His legs and thighs were encased in similar material and his feet in thick black riding boots. He wore two revolvers in black leather holsters at either side of his body. Around his middle he wore close-fitting shorts of a thick striped cloth and over that a massive black belt. On the front of this was a triangular motif which had a tiny skull-symbol in the center. The effect should have been bizarre and sinister but it wasn't.
This was The Phantom, the man superstition whispered could never die; of whom a thousand legends were circulated over as many miles of jungle. The spirit of the Deep Woods of the Bangalla Jungle, a man of tradition, a god almost, whose life was dedicated to overthrowing evil. Men said he had lived for hundreds of years; that he could never be killed and the sight of him in this wild and remote place would have convinced any watcher that the legends were true, so durable and eternal did he look, sitting at ease on the white horse's back as though carved of bronze.

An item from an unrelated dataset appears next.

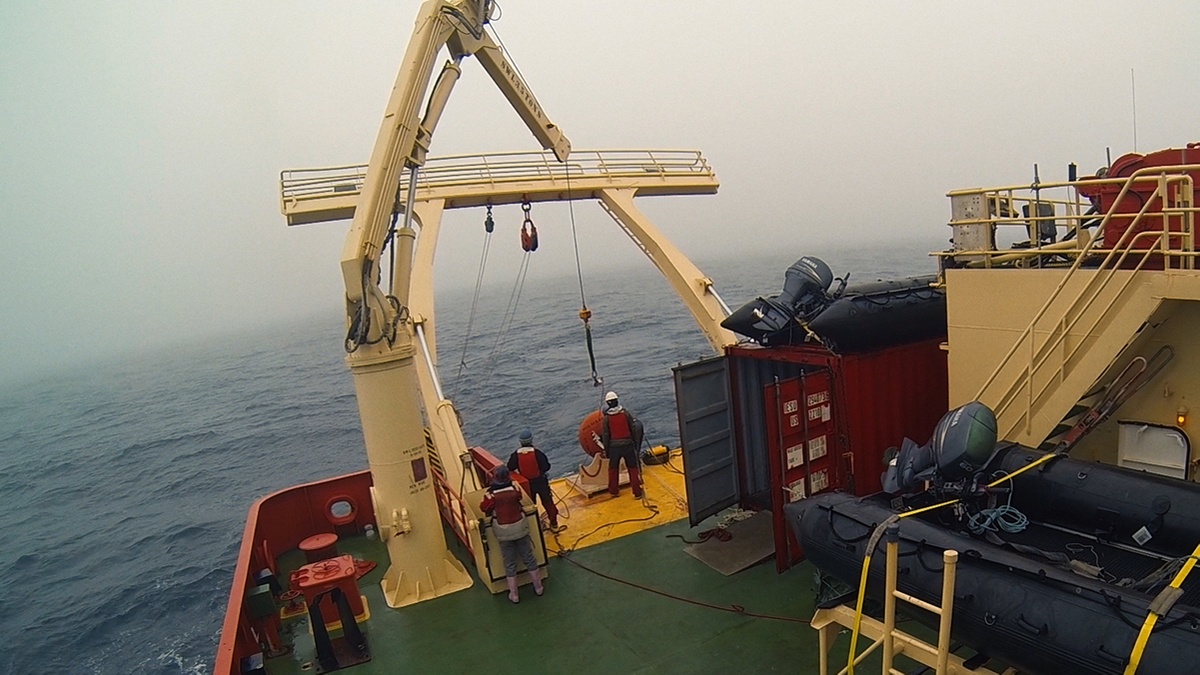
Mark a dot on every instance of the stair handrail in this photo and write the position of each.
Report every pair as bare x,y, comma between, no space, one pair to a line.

Nothing moved except The Phantom's eyes as he surveyed the terrain; the group formed by the man and the horse was like a statue, so perfect was the rapport between master and mount. Then The Phantom relaxed. He chuckled, his white teeth showing square and strong in the dim light of the jungle, as he leaned forward to pat the horse's mane. The great stallion whinnied and tossed his head in a lordly gesture at the familiar touch.
"Well, Hero," said The Phantom in a deep, sonorous voice, "We shall be home in another hour."
His booted heels delicately touched Hero's flanks and the white horse started off again. Hero hardly needed his master's subtly indicated instructions, so much in accord were the two. The character of the forest was now changing slightly, the undergrowth thinning out, with here and there rocky outcrops and once a stream tumbling over boulders into a sparkling pool. The trees too were bigger, their boles more broadly spaced so that The Phantom and his white horse seemed to be within the dim, misty confines of a cathedral.
Then the floor of the jungle rose into a low cliff and through the thick tangle of trees could be seen the white tumble of a descending waterfall. Hero, without hesitation, plunged into the last belt of trees and they came out onto a hroad, reed-fringed pool into which the waterfall descended with a loud roar, the water foaming white where the spray mingled with the sunlight to form rainbows.
Hero splashed hock-deep into the pool and made straight for the cliff face over which the waterfall tumbled with a dizzy tumult. The water made a brilliant white, dazzling wall through which it seemed impossible to penetrate. But The Phantom and Hero went imperturbably on, the horse needing no urging from his master, he had repeated the process so many times.